Truncated Variational Sampling for "Black Box" Optimization of Generative Models

TL;DR

This paper introduces a novel variational EM method using sampling for optimizing binary latent variable generative models, demonstrating efficiency and effectiveness in increasing variational free energy without extra analytical steps.

Contribution

It presents a new variational sampling approach that treats latent states as parameters and applies it to binary sparse coding and sigmoid belief networks.

Findings

Efficiently increases variational free energy in experiments.

Applicable to models with binary and continuous observables.

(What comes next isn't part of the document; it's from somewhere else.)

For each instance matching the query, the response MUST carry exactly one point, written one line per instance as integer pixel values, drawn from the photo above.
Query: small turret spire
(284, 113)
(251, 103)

No additional analytical steps required for optimization.

Abstract

We investigate the optimization of two probabilistic generative models with binary latent variables using a novel variational EM approach. The approach distinguishes itself from previous variational approaches by using latent states as variational parameters. Here we use efficient and general purpose sampling procedures to vary the latent states, and investigate the "black box" applicability of the resulting optimization procedure. For general purpose applicability, samples are drawn from approximate marginal distributions of the considered generative model as well as from the model's prior distribution. As such, variational sampling is defined in a generic form, and is directly executable for a given model. As a proof of concept, we then apply the novel procedure (A) to Binary Sparse Coding (a model with continuous observables), and (B) to basic Sigmoid Belief Networks (which are models with binary observables). Numerical experiments verify that the investigated approach efficiently as well as effectively increases a variational free energy objective without requiring any additional analytical steps.